Über die ruhigen, immer leicht dissonanten Klänge von Harfe und Geige schwebt die so expressive wie verletzliche Stimme von Sänger Adam Markiewicz und schafft so eine einzigartige, entrückte Atmosphäre.

Zwei Arten des Tanzens

Besonders schön ist es auf dem Maifeld Derby, wenn man die Musik bei angenehmen Temperaturen im Freien genießen kann. Noch schöner ist es, wenn die Musik die sommerlichen Vibes aufgreift, wie die von Sinkane. Die Musik des sudanesisch-amerikanischen Künstlers erinnert stark an eine entspannte Version von Sly and the Family Stone und lädt zum Tanzen und mitgehen ein.

Auch die Viagra Boys bringen das Publikum auf der Open-Air-Bühne in Bewegung, wenngleich auf gänzlich andere Weise. Statt Soul, Funk und Pop bieten sie energiegeladenen Post-Punk, der häufig stark an The Clash erinnert. Obwohl sich die Ideen der Gruppe recht schnell erschöpfen, ist es schwer, nicht von der ungezügelten Energie und der fast zirkushaften Bühnenpräsenz der Schweden mitgerissen zu werden.

Glanz im Palast

Mitreißend ist auch Loyle Carner, wenngleich wiederum auf andere Art. Wenige Hip-Hop-Acts der Gegenwart sind musikalisch so spannend und vielseitig wie der Engländer. Der Auftritt ist dermaßen überzeugend, dass Carner sogar selbst überrascht ist. "Ich glaube, das ist die beste Version des Songs, die wir jemals gespielt haben", entfährt es ihm. 

Warpaint genießen auf der Fackelbühne ebenfalls großen Zuspruch. Der Move in Richtung fast unverschämt eingängigen Dream-Pop hat sich für die Band ausgezahlt. Wer sich noch an das noisige Debütalbum erinnert, mag der Energie früherer Tage eine kleine Träne nachweinen. Die meisten Fans scheinen aber mit dem neuen Stil gut klarzukommen.

Gute Laune aus Frankreich

Die französische Indie-Band Phoenix startet ihr Set mit "Liztomania", einem ihrer größten Hits – und sorgt somit direkt für gute Stimmung im Palastzelt. Auch sonst überzeugt die Band mit einem stimmungsvollen und energiegeladenen Auftritt sowie einer aufwändig gestalteten Bühnenshow.

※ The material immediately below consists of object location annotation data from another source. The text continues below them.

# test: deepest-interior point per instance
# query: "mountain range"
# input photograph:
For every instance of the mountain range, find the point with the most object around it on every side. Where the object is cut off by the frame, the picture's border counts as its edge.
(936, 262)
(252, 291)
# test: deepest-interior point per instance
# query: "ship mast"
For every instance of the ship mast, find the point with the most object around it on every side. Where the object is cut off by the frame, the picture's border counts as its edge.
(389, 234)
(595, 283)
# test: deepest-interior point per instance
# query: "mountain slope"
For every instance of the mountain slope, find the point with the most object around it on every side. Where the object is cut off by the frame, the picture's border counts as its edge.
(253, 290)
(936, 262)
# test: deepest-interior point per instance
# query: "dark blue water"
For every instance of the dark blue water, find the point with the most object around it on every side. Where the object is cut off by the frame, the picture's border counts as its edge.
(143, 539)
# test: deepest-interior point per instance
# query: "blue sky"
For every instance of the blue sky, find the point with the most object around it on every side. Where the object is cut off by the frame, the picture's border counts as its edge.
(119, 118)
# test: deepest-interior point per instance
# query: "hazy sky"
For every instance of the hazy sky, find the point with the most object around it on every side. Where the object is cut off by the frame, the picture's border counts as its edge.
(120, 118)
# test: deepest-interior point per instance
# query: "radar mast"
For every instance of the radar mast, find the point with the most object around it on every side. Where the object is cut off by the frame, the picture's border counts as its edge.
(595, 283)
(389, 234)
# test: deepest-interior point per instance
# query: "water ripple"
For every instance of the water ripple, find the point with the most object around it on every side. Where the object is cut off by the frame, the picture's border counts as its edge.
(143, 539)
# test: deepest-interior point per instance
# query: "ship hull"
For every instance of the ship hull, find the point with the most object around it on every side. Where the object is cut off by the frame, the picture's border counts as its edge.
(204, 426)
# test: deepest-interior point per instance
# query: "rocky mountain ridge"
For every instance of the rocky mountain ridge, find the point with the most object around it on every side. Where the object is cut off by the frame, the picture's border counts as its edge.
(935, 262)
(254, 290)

Zwischendurch zückt Frontmann Thomas Mars ein Fernglas und lässt seinen Blick durch das Publikum schweifen. Das Bild, das das Glas erfasst, wird groß auf die Leinwand hinter der Band projiziert und lässt das Publikum so zum Teil der Show werden.

Am Ende wird Mars dann auch selbst zum Teil des Publikums. Immer noch singend taucht er in der Menge unter und in der Mitte des Zeltes wieder auf. Der Sänger balanciert auf den Händen seiner Fans, und crowdsurft dann – etwas besorgt dreinschauend – zurück zur Bühne um sich dort mit den anderen Bandmitgliedern von den Zuschauern zu verabschieden. 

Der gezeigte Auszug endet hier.